Factsheet 1 Overview of the proposals (227KB | PDF)

New Zealand’s Public Service has an enviable international reputation for responsiveness to government, effectiveness for New Zealanders and integrity. The recently released Kiwis Count Survey reinforces this reputation, with 2018 results showing New Zealanders have increasing trust in, and satisfaction with, their public services. These reforms will build on the high performance base of the Public Service, with the overall aim of delivering better outcomes and services for New Zealanders.

Changes are also aimed at creating a modern, agile and adaptive Public Service, and affirming the constitutional role of the Public Service in supporting New Zealand’s democratic form of government.

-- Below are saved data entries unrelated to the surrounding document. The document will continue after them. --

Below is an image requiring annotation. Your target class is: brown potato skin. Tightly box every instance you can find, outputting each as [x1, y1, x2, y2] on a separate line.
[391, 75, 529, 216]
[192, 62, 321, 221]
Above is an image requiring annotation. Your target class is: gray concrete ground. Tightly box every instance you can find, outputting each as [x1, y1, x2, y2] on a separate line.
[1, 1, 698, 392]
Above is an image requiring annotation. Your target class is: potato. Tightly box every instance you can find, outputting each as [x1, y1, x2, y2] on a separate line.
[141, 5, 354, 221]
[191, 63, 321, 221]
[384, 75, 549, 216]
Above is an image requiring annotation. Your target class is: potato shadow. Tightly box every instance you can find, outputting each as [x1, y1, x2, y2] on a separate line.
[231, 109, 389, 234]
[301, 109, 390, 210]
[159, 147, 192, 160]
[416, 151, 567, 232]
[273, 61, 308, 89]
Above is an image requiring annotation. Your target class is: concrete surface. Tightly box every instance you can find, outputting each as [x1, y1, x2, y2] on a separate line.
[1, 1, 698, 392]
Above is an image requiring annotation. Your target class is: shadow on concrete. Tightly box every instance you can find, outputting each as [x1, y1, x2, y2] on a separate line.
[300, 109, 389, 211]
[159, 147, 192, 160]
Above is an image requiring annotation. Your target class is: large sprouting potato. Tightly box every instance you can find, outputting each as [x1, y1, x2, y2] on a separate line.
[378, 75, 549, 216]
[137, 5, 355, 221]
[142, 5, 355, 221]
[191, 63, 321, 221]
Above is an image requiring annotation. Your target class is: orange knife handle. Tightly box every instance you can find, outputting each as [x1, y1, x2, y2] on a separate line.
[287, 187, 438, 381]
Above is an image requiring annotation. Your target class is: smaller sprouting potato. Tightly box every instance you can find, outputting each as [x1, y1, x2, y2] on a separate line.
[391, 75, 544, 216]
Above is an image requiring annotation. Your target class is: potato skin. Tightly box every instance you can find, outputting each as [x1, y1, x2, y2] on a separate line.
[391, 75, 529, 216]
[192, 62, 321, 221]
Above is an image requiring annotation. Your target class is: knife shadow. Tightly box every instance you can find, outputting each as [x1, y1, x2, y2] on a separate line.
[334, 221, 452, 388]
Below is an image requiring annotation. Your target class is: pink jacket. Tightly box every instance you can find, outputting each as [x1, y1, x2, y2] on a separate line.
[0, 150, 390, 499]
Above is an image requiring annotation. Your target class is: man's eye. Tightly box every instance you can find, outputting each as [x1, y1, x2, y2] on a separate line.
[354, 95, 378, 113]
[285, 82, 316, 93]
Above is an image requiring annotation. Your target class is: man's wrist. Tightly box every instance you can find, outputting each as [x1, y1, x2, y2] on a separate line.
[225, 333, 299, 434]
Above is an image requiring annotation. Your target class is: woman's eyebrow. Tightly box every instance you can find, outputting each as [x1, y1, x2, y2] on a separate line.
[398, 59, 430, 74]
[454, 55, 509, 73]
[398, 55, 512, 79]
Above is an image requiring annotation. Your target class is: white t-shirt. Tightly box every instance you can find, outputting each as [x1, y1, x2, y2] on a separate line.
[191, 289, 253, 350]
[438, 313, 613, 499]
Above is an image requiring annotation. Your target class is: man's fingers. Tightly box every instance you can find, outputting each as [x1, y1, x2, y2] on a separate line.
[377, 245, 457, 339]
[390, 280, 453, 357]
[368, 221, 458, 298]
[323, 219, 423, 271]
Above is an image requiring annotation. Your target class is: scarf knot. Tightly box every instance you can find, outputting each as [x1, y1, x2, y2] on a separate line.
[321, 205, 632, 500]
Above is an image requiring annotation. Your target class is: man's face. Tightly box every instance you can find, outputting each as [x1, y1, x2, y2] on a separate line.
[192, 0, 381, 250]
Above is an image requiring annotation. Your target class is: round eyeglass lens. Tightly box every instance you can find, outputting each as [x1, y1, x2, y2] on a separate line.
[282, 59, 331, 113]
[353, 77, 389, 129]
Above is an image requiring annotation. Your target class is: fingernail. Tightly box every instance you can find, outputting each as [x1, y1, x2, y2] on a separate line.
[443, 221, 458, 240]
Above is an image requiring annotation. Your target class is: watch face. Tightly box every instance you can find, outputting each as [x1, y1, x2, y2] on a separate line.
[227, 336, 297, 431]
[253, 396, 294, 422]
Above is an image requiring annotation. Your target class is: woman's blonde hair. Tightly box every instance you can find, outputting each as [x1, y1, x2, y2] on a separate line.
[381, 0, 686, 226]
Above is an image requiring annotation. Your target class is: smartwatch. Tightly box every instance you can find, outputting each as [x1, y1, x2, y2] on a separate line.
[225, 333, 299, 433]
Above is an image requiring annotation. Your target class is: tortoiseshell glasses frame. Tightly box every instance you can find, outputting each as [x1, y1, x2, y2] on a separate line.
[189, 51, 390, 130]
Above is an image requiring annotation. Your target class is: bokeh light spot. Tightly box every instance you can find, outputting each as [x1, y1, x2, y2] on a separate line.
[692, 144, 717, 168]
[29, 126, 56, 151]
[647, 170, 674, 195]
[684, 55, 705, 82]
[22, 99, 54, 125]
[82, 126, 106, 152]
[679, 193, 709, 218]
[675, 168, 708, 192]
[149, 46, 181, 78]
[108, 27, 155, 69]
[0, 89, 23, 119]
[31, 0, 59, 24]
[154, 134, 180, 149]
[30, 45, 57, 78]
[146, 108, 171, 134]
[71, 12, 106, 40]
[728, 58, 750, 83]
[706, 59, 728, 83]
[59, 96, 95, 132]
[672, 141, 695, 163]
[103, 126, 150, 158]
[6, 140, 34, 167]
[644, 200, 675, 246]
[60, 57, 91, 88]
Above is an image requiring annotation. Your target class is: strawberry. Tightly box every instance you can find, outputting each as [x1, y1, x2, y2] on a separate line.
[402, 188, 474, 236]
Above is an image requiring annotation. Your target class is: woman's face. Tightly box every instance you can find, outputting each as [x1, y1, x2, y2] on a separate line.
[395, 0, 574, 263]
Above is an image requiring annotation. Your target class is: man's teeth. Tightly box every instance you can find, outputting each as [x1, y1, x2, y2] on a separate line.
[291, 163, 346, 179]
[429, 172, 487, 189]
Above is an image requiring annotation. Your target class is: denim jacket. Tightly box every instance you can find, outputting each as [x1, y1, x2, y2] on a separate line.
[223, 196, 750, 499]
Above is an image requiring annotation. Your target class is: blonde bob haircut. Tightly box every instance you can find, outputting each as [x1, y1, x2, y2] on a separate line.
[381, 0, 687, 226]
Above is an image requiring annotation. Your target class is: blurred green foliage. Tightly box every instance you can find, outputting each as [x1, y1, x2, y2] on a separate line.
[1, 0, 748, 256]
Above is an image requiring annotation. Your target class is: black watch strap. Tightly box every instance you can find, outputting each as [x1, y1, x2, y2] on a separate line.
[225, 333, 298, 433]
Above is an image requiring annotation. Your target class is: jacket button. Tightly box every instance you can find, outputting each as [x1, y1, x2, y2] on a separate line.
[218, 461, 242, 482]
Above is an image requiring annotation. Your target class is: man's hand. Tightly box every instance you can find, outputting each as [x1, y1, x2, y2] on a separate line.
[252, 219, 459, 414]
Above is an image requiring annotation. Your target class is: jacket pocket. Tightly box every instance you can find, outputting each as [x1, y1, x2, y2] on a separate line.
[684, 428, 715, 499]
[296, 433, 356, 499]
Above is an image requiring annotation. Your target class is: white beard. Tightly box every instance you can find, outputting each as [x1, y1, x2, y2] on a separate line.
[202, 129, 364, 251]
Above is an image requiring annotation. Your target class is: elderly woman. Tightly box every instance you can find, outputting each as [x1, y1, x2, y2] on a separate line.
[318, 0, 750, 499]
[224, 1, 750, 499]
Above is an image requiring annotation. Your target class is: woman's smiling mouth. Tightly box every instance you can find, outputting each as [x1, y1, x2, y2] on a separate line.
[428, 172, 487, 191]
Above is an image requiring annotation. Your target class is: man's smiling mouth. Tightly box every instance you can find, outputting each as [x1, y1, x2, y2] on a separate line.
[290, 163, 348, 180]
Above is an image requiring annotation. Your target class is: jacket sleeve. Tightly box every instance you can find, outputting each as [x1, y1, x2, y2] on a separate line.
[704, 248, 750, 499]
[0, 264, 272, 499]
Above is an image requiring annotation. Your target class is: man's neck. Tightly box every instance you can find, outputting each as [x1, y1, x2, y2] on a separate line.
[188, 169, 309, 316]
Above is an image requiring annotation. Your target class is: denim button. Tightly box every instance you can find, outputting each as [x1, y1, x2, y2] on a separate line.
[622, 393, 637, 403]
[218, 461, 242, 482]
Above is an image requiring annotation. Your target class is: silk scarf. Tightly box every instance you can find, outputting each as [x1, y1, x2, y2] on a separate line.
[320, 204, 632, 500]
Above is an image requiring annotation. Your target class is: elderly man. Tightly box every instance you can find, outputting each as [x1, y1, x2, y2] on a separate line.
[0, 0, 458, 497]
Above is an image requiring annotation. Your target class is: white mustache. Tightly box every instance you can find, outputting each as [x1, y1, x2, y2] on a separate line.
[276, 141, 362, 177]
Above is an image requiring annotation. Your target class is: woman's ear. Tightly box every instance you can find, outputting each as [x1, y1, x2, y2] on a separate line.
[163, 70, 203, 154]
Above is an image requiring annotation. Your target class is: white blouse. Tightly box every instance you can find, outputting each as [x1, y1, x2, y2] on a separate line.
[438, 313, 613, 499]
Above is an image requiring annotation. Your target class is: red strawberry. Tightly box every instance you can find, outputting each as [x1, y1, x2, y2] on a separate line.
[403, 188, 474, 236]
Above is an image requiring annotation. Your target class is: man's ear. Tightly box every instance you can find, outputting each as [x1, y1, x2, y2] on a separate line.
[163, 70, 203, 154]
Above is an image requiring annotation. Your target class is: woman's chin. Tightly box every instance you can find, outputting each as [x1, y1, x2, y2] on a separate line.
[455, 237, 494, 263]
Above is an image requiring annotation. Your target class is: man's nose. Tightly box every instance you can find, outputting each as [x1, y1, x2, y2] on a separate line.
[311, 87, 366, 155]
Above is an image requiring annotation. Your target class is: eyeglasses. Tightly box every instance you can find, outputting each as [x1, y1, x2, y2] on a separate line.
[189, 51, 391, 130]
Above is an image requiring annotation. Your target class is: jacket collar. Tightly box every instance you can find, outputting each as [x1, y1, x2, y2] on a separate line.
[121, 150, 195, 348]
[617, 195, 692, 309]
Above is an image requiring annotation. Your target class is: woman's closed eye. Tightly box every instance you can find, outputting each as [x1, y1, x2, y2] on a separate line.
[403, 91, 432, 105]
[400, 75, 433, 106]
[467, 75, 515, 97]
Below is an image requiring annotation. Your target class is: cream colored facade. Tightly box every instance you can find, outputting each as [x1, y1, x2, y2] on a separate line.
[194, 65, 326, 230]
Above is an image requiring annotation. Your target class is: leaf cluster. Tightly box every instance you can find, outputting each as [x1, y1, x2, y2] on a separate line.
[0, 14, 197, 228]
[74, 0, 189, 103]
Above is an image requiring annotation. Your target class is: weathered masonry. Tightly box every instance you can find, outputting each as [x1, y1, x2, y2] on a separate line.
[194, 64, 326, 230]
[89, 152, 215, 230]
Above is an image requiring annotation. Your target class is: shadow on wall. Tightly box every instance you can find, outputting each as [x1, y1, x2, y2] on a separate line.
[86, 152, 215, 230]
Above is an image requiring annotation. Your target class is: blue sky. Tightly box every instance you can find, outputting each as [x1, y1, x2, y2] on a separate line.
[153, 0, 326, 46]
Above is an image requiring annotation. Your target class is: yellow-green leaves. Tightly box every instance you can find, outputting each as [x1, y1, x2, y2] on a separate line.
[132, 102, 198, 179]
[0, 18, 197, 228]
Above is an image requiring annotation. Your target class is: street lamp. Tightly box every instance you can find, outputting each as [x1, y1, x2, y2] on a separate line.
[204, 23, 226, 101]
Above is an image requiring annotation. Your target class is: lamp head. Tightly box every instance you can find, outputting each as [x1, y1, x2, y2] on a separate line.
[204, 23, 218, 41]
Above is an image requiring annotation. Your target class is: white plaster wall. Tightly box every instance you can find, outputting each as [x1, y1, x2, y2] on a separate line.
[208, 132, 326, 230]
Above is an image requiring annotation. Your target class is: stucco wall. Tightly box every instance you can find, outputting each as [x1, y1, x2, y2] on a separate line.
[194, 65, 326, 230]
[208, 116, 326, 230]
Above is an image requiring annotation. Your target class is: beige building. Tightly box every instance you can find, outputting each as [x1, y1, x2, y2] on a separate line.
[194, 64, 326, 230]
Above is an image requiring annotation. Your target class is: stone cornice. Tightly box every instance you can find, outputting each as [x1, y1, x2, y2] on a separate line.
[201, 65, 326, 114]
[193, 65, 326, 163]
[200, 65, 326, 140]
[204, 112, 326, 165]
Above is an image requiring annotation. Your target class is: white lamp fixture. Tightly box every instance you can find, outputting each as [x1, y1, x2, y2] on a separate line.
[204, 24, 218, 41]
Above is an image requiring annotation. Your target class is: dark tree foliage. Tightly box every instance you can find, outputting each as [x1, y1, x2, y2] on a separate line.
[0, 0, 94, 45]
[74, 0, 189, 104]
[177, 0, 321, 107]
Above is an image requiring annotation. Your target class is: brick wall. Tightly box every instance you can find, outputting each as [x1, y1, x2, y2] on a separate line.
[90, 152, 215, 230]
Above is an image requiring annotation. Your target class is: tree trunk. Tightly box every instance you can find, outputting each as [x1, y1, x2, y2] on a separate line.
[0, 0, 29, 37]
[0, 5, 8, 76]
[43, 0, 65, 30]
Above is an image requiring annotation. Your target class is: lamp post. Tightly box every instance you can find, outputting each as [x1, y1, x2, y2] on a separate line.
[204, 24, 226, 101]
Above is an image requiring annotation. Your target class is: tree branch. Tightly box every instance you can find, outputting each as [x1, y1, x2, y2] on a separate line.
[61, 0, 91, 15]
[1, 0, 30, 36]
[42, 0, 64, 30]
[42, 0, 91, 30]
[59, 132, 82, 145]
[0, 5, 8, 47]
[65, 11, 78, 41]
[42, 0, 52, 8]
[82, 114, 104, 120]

The key enablers to this are public service culture and behaviour; an updated framework for employment; effective leadership; and a greater range of options for configuring fit-for-purpose public service organisations. Alongside these enablers there is recognition of the Public Service’s role in supporting the Crown in its relationships with Māori.

Ngā whakataunga matua
Major decisions

The Government has decided to repeal and replace the State Sector Act 1988 with a new Public Service Act. This new Act will include provisions in five areas that will help the Public Service join up services around New Zealanders’ needs and secure public trust

and confidence so it remains well placed to serve New Zealand in the future. The five areas are:

  • A unified Public Service
  • Strengthening the Crown’s relationships with Māori
  • Employment and workforce
  • Leadership
  • Organisations

The Public Service Bill has now been introduced to Parliament. The public are able to make submissions through the select committee process. Read more about this on Parliament’s website.

Along with the system-level Public Service reform, there is also work to improve how public service agencies organise themselves in the regions.

See Factsheet 7 for details.

Ngā pātai me ngā whakautu
Questions and answers

Why do we need to replace the State Sector Act 1988?

The Act is more than 30 years old and has been amended 13 times. Times have changed and there are areas where the Public Service can do better. The Act needs to reflect the requirements on the Public Service today and into the future.

How will New Zealanders benefit from the changes in the new legislation?

The Public Service works for the government that New Zealanders elect and New Zealanders depend on the Public Service for a wide range of services. A public service which works better will, over time, be of more benefit to New Zealanders.

How will these reforms be achieved?

There are two main levers to bring about change:

  • Legislation – replacing the State Sector Act 1988 with a new Public Service Act
  • Non-legislative – a change programme driven by the State Services Commissioner (this will change to Public Service Commissioner) and chief executives of the Public Service.

These reforms will also complement changes in the way the Government manages public finances that started with the Wellbeing Budget approach.

Is there an appetite for change?

Yes. Consultation feedback showed strong support for the overall direction of the reforms. These changes are about improving on the high base from which the Public Service operates to enable it to make the biggest possible difference to New Zealanders’ wellbeing.

When will the Bill come into effect and the changes take place?

The Bill is expected to be enacted before the end of 2020. Some of the changes will come into effect immediately, but many provisions are enabling; they will provide the tools and instruments to meet current and future requirements. This means implementation can be phased in over time to bring about change in a managed way, instead of resulting in sudden large- scale change in the system.